In my typical fashion for this winter, as I have been commuting to Boston for work and seem never to have the time to become organized for cooking, much less curing, our maiden voyage into pancetta involved some modifications to Mr. Ruhlman's recipe, most notably, the substitution of fennel seed for the called-for juniper berries.
I'm not sure if it's the fennel seed alone that is responsible, but JR and I are enamored of the pancetta. Truly enamored. The fat is silky, and a pristine white. I could admit to caressing the fat, but that would just seem weird. So, no, I do not caress the fat. At least not as far as anyone outside of our house knows.
We cut thick rounds, then carve them smaller, into cubes, and rectangles, and sometimes odd triangular shapes with thin tails of pork (should I name them? They're a little pet-like a la Ugly Dolls.), then saute them with shallots and crushed red pepper flakes - the pancetta hitting the pan first, then a few minutes into it, the shallots and crushed red pepper flakes are added. Sometimes we add peas, sometimes we toss the mix with pasta carbonara. Sometimes with potatoes. And this is all in the course of a week and a half. Ahhh, there are so many more foodstuffs that would benefit from the addition of our homemade pancetta. So, so many.

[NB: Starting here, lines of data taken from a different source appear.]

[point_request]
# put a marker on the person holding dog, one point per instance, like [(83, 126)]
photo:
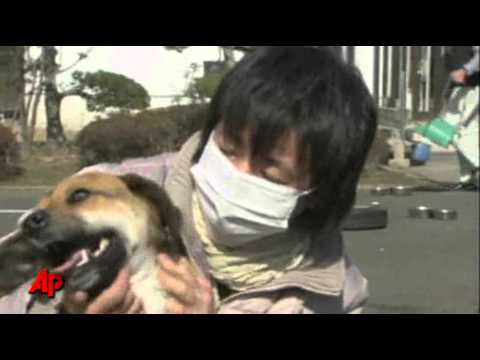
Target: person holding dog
[(262, 192)]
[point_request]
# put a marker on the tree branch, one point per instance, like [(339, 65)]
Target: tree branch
[(81, 56)]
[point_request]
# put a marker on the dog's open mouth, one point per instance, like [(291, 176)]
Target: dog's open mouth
[(83, 256), (96, 247)]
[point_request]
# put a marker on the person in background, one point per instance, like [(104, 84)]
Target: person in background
[(466, 106)]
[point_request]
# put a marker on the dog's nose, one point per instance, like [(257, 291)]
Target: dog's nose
[(36, 221)]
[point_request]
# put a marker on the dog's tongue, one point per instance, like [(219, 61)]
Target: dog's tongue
[(77, 259)]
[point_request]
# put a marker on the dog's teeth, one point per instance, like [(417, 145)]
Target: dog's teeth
[(24, 267), (101, 248)]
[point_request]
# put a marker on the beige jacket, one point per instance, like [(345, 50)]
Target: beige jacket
[(326, 282)]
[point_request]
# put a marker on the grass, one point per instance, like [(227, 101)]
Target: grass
[(44, 169)]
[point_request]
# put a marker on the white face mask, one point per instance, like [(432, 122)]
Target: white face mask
[(239, 207)]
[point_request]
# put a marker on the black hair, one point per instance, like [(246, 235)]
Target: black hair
[(324, 100)]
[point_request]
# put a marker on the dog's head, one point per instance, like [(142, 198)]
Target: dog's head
[(96, 218)]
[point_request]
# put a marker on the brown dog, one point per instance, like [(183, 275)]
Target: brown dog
[(89, 227)]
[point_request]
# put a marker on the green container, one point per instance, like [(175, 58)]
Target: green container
[(439, 132)]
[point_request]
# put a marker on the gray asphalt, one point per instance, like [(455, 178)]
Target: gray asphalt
[(413, 266), (421, 266)]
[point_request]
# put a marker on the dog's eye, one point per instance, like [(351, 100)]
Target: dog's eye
[(78, 196)]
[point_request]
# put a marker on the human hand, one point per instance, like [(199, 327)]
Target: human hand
[(459, 76), (117, 299), (190, 293)]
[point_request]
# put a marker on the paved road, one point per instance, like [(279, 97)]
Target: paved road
[(417, 266), (412, 267)]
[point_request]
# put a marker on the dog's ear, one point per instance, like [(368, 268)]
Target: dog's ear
[(168, 213)]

I've cooked a lot of pancetta in my time. It's one of the items that I always have in the kitchen (please note the mention of the now lonely and neglected pancetta parcels in our freezer. There is always a pancetta stash here to help with lazy weeknight dinners), and this - this is the most aromatic pancetta that I have ever had the pleasure of smelling. This is part of the allure - part of what keeps us reaching for the rolled belly, and adding it to every dinner.

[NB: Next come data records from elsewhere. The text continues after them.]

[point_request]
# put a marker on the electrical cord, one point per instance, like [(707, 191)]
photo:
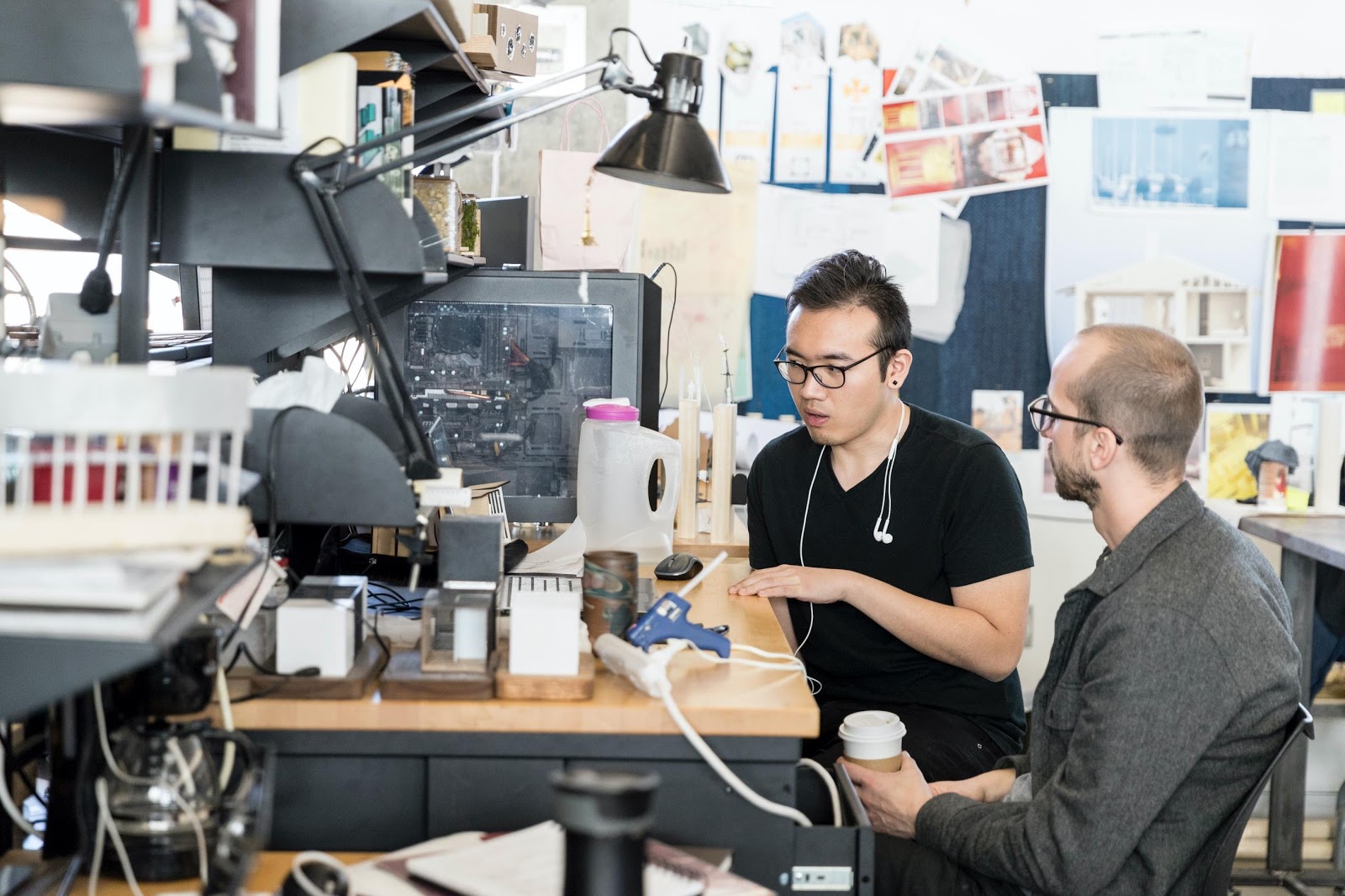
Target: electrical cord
[(24, 291), (667, 343), (611, 45), (831, 784), (7, 799), (107, 746), (13, 762), (109, 825), (226, 717), (708, 755)]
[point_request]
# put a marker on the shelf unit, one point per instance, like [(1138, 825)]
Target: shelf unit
[(33, 680), (69, 100)]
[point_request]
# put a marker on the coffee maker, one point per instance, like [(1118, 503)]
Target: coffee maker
[(163, 786)]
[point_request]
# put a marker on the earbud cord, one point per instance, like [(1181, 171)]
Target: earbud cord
[(887, 488), (814, 685)]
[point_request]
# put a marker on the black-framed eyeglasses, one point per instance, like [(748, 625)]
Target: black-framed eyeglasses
[(827, 376), (1042, 414)]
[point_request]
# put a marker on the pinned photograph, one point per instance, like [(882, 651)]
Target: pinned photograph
[(737, 57), (1147, 161), (1305, 347), (990, 161), (1231, 432), (1208, 309), (860, 42), (802, 37), (952, 66), (1000, 416)]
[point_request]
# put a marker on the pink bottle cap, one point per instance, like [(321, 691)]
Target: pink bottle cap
[(609, 410)]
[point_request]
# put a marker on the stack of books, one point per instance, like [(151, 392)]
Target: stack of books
[(98, 598)]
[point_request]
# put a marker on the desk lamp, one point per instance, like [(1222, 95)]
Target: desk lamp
[(666, 148)]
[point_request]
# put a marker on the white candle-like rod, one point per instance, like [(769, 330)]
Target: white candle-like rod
[(709, 568)]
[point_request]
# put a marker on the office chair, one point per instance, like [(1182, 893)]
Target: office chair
[(1221, 868)]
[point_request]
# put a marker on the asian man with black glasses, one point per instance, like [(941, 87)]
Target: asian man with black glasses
[(891, 541)]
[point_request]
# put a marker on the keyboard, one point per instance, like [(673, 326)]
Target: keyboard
[(573, 584)]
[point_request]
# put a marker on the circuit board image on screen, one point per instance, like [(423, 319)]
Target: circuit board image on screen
[(501, 387)]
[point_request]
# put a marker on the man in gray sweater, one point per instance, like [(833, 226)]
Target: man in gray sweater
[(1170, 680)]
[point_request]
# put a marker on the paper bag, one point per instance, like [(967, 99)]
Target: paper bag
[(587, 219)]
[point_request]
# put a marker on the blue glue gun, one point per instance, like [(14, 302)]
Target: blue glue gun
[(667, 619)]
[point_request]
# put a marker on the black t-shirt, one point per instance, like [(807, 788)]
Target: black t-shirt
[(958, 519)]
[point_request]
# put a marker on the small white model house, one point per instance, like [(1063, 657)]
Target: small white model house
[(1205, 309)]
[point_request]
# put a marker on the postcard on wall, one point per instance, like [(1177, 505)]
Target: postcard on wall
[(1174, 163), (1304, 345), (1231, 430), (800, 127), (966, 140), (935, 66), (1308, 167), (746, 119), (1000, 416), (1176, 71), (856, 104), (1329, 103), (797, 226), (1199, 276)]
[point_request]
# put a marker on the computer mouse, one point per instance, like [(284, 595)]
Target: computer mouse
[(678, 567), (326, 878)]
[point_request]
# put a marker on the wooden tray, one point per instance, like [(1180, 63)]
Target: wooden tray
[(358, 683), (404, 680), (544, 687)]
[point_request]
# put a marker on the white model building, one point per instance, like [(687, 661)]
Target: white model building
[(1204, 308)]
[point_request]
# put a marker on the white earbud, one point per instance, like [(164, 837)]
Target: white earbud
[(880, 525)]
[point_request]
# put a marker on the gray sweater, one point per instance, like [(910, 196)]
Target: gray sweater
[(1170, 680)]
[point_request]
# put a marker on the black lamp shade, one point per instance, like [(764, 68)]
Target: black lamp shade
[(669, 147), (666, 150)]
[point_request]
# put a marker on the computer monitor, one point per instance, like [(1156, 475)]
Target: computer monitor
[(508, 232), (501, 362)]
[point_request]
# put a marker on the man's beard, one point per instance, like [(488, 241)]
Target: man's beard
[(1073, 483)]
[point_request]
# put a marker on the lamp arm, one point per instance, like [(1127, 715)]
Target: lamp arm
[(615, 76), (464, 139)]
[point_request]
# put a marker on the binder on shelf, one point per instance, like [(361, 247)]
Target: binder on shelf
[(316, 101), (255, 82), (387, 104), (161, 45)]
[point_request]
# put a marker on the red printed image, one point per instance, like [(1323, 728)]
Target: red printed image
[(952, 113), (1308, 331), (900, 116), (925, 166)]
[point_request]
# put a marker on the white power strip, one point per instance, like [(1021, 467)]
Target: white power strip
[(647, 672)]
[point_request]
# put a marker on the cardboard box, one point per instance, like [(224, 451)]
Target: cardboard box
[(513, 37)]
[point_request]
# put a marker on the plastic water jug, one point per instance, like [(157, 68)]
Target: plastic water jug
[(616, 458)]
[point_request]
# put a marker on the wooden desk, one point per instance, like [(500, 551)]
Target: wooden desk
[(717, 700), (701, 546), (268, 875), (1308, 541), (380, 775)]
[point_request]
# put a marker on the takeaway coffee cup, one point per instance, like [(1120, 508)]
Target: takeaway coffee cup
[(609, 582), (873, 739)]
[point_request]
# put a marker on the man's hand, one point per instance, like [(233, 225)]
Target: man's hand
[(892, 798), (989, 788), (813, 584)]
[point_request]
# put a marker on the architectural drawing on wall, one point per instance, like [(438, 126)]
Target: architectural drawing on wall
[(1208, 311)]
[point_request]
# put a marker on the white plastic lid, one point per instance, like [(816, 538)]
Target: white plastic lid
[(871, 727)]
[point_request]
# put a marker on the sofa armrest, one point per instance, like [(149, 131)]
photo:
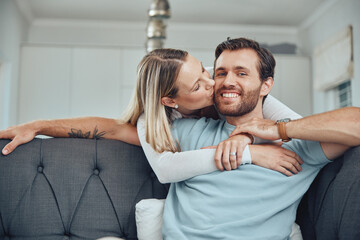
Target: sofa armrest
[(81, 188), (331, 207)]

For my 36th birthday, JR and I went to Italy. It rained on The Day, and between espresso macchiato in the morning and an overwrought and overly expensive birthday dinner at 8pm (more on this another time), we stopped in the medieval hill town of Pienza to grab lunch. A lunch of porchetta sandwiches, eaten under the arch of what I presume was the employee entrance door for the Museo Sinese - the doorbell of which I kept ringing with my shoulder as I leaned back to dodge the raindrops while chewing on the slow-roasted pork.
The smells from the surroundings of that circa 1458 street, the rain on the cobblestones, the porchetta, the warm bread, and the salumi and pecorino cheese ubiquitous to the gaggle of tourist-centric storefronts on Corso Il Rossellino, every one intertwined, as I chewed, intermittently - and accidentally - harassing visitors and museum workers alike with the ringing bell. This combination of scents has been, to this point, the most appealingly porky aroma I have ever encountered.

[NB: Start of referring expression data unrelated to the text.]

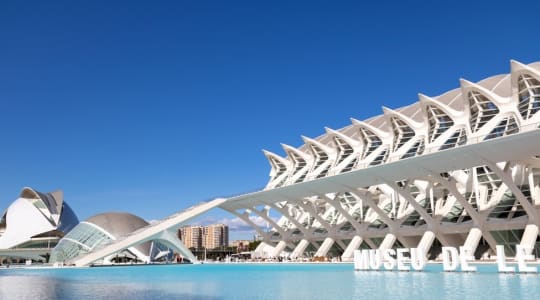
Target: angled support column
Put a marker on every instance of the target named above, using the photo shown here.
(473, 239)
(310, 210)
(353, 245)
(325, 247)
(426, 242)
(278, 249)
(477, 219)
(388, 241)
(384, 217)
(528, 240)
(300, 248)
(170, 239)
(335, 204)
(245, 217)
(270, 221)
(507, 179)
(285, 213)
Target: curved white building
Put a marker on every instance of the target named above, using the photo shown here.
(458, 169)
(103, 229)
(34, 223)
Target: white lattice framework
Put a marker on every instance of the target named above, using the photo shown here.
(369, 184)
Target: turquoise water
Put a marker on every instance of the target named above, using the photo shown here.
(262, 281)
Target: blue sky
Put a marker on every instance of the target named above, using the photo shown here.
(153, 106)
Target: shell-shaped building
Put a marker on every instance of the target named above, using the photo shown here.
(459, 169)
(34, 223)
(103, 229)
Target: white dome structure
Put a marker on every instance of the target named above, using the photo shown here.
(34, 223)
(102, 229)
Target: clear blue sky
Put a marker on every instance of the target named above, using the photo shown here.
(153, 106)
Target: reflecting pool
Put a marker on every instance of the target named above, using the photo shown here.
(262, 281)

When you are obsessed with food, things like appealingly porky aromas take on special significance. As I'm sure you know. Maybe for you, it isn't pork. Or it isn't Italy. And the special day that a favorite aroma invokes isn't your not-quite-a-major-milestone birthday. For me, that smell conjures up my favorite place, with the love of my life, on a less than monumental birthday, with less than ideal weather, but still, a perfect, singular day.
And now, now I can have its equal. Its counterpart. An evocative, happy-memories porky aroma in our home. Any time that we desire it. And for that, I am forever grateful. Thank you, Charcutepalooza.
And thank you, Cathy and Kim for dreaming it up.